The signature style took a while to arrive, although he always knew he loved the countryside that he walked and cycled through – and still does.
“Even great artists go through different periods,” he says.
“You have to experiment, to try one thing and then another. My style has evolved.”
He paints in oils blended with a little Liquin and cold wax medium, substances which allow for layering and texturing. It’s a refinement of technique that he settled on just a couple of years ago.
“It’s not a huge difference but the paint is a bit thicker and doesn’t flow so much, so you can make all these details in the paint.”
He uses brushes and the ends of brushes, sharpened with a pencil sharpener. Q-tips are deployed for drawing, along with “all kinds of stuff to manipulate the paint”.
On his walks and bike rides he soaks up what he calls “the rhythm” of the countryside. This is what he wants to convey in his paintings although they’re portraits of nowhere in particular.
“I don’t paint any real places but all the elements come together. I work very spontaneously. I can rub out half of a painting and do it again. It’s all about the composition.”
And if you’re wondering about the titles – A Hilltop Paved with Gold, A Sky About to Rain, Caught in the Sudden Shower – they are all inspired by song lyrics. Rob likes music as well as art.
He hopes his paintings engender a sense of tranquillity in the viewer, a sense of “feeling good, relaxed, happy”.
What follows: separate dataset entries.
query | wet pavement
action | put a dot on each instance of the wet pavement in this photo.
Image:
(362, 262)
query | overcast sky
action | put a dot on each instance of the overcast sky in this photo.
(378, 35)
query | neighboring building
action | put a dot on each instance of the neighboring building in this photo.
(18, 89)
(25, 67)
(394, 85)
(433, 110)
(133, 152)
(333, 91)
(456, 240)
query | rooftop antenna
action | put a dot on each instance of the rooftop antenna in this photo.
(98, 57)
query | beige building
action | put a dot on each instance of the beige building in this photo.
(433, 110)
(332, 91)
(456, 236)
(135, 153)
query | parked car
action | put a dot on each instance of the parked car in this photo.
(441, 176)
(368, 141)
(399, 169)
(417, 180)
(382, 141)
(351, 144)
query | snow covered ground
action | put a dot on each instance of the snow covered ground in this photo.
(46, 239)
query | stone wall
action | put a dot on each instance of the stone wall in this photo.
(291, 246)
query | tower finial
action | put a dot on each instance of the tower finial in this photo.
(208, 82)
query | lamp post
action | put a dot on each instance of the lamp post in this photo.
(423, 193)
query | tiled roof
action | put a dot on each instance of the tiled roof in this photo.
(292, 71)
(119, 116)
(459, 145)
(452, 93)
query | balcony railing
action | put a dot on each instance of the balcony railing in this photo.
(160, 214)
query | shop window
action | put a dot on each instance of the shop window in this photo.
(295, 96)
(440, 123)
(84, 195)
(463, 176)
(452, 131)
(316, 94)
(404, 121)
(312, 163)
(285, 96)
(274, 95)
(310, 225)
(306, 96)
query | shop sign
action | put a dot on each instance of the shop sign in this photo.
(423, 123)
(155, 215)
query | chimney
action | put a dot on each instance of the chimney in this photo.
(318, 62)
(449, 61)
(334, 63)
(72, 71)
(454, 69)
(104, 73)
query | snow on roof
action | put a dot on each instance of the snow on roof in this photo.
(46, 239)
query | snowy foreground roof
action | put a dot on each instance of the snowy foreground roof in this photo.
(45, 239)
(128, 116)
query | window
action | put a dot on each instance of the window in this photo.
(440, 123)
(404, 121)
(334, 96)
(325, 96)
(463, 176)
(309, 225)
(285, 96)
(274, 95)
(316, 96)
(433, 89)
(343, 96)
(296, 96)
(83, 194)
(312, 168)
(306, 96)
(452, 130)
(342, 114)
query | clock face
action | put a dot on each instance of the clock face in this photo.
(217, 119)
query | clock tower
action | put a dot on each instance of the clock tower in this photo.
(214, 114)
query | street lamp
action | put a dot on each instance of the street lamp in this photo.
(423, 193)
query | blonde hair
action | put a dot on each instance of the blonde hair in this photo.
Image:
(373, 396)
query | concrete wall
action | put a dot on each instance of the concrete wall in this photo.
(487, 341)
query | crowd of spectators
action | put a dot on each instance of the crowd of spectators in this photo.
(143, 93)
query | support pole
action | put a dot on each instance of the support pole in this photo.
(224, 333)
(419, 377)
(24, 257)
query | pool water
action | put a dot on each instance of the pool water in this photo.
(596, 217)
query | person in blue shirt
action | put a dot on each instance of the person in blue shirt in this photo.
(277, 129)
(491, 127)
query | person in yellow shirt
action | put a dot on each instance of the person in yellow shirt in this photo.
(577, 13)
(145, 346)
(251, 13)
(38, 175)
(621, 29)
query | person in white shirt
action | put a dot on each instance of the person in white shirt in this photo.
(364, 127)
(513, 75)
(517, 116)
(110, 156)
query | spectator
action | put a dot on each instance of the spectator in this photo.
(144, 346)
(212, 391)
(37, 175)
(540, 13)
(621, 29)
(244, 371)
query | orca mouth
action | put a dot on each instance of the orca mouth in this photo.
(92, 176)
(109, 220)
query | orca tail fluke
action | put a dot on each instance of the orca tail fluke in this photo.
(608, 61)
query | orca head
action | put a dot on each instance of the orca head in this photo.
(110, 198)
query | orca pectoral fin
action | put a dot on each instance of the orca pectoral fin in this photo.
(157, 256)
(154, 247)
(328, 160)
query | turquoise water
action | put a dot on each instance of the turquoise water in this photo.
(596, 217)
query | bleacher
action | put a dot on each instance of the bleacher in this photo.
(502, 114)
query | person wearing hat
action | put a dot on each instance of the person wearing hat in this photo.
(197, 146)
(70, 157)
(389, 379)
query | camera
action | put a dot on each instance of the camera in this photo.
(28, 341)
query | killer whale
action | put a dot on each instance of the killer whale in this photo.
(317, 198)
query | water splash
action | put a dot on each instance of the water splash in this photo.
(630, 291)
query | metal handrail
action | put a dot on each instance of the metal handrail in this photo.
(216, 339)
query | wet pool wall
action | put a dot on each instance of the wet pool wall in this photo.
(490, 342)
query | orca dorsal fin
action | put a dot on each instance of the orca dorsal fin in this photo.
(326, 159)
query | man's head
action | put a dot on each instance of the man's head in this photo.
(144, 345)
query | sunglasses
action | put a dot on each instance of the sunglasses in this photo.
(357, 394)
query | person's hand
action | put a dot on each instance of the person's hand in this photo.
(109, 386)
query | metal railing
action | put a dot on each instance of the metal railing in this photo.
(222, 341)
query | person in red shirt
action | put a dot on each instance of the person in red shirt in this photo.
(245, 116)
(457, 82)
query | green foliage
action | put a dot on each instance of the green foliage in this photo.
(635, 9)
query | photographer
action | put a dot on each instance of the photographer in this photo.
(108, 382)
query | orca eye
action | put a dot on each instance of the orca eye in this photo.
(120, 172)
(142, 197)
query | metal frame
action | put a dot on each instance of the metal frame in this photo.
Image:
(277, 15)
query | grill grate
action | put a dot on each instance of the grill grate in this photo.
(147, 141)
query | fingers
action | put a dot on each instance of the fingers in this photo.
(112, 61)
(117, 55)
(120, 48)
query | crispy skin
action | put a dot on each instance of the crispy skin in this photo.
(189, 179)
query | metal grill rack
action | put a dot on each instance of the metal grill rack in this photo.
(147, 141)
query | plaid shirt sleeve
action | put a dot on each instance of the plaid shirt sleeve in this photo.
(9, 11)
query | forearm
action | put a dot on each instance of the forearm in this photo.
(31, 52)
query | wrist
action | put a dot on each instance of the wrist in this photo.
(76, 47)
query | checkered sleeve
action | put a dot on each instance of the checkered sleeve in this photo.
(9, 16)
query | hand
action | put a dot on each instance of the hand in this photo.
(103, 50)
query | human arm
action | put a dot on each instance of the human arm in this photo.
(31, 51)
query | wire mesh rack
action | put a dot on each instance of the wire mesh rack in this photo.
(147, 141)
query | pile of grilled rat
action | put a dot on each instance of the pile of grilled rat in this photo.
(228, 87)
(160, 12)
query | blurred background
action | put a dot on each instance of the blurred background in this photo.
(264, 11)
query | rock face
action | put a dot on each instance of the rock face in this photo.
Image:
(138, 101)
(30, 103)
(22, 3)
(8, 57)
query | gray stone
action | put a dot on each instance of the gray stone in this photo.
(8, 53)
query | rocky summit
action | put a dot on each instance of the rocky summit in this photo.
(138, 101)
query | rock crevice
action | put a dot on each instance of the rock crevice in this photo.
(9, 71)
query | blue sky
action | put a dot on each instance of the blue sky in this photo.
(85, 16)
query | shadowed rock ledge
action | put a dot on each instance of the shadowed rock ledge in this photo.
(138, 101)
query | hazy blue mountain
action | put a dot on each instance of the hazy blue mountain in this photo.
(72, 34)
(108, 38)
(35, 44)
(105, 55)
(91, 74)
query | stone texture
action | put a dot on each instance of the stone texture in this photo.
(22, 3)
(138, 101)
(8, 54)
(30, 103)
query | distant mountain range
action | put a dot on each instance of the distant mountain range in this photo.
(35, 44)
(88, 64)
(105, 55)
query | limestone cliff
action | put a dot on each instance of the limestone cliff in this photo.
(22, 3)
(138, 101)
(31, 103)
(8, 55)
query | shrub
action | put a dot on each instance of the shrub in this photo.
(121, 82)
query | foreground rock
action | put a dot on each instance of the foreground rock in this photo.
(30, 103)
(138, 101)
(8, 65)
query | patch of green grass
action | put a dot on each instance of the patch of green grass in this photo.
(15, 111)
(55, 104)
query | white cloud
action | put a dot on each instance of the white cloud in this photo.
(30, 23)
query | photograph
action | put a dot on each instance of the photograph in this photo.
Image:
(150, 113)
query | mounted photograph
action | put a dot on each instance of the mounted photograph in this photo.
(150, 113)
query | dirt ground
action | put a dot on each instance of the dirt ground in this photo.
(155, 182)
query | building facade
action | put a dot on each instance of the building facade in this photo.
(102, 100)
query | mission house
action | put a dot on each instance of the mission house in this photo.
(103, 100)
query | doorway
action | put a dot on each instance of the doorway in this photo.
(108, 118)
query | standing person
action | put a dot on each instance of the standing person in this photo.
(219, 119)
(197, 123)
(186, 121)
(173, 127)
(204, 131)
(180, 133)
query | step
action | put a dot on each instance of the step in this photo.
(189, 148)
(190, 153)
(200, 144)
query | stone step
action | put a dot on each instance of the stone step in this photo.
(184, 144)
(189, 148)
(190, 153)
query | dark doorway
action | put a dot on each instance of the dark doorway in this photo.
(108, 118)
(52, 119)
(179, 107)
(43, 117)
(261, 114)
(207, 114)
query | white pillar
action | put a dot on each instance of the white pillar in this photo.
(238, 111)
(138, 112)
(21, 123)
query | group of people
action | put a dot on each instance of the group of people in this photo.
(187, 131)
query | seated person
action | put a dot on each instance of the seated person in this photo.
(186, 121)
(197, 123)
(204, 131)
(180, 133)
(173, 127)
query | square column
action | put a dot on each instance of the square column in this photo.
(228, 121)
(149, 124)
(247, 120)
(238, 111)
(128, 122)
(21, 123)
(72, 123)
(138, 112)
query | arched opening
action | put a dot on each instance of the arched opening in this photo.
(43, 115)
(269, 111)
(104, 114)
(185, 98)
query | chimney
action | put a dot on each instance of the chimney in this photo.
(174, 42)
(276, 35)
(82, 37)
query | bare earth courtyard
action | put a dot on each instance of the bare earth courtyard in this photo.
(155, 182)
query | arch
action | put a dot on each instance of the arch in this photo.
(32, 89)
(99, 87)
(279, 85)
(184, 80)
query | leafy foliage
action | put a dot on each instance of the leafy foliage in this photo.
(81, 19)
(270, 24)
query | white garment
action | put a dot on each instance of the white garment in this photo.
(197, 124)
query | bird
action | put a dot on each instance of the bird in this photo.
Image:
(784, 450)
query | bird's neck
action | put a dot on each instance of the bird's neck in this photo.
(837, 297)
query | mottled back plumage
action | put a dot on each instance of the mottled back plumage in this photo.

Speaking proudly of his work and his family, his three daughters and six young grandchildren, he seems to embody all those things.
And if you really want to track down the places he loves, you could do worse than head for the countryside of Achterhoek, a region in the east of the Netherlands, and the area around the River Ijssel.
Here the normally city-based artist has recently established a second studio in the countryside.
As ever The Biscuit Factory is packed with art for the Winter Exhibition, which runs until February 23.
Other landscape artists exhibiting include Northumberland-based Anthony Marshall, whose Dunstanburgh Daisies finds radiant colours in the coastal spot, Malcolm Teasdale, from Morpeth, who revels in the sombre palette of industrial Tyneside in the 1940s and ‘50s, and Rachael Tyler Bacon who lives in Saltburn-by-the-Sea but finds her inspiration in mountains.
Another new headline exhibitor is India Amos, from London, whose deft and delicate sketches in pastel, charcoal and gouache show young women in floaty garments, often caught in half profile or looking away from the viewer.
Details at www.thebiscuitfactory.com
MEANWHILE… The Biscuit Factory, on Stoddart Street, is one of the venues participating in the 24th annual Ouseburn Open Studios this weekend (Saturday and Sunday, November 23 and 24, 10am to 5pm).
This is the pre-Christmas buying and selling weekend when the 200 artists and designer-makers of this Newcastle cultural quarter entertain the public and ply their wares.
Bauble painting and cocktails are among the attractions at The Biscuit Factory, along with the extensive art on display, its café and its bookshop, a satellite of Forum Books of Corbridge.
Also taking part are…
• 36 Lime Street, the pioneering studio complex that is home to 30 professional designers, artists, musicians and makers.
• Jim Edwards’s studio at 59 Lime Street where the painter produces his distinctive landscapes of the North East.
• Northern Print, Stepney Bank, the home of print in the North East, where there will be a gallery exhibition and printmaking demonstrations.
• The Biscuit Tin Studios, Warwick Street, which is home to artists, printmakers, ceramicists, street artists, designers and musicians.
• The Kiln, 4 Hume Street, where the pottery studio will be open for visitors to get their hands dirty.
• B.Box Studios, on Stoddart Street, the latest studio complex in the Biscuit family.
• And Mushroom Works, 8 St Lawrence Road, whose artists have again contributed to an exhibition of artworks all measuring 20×20 centimetres and priced at £20.
Sim Zack, manager of The Biscuit Factory Studios, says: “Open Studios is a wonderful showcase of the artistic variety we have here in the Ouseburn.
“The Ouseburn Open Studios events are community-driven and allow the public to experience what we do first-hand.”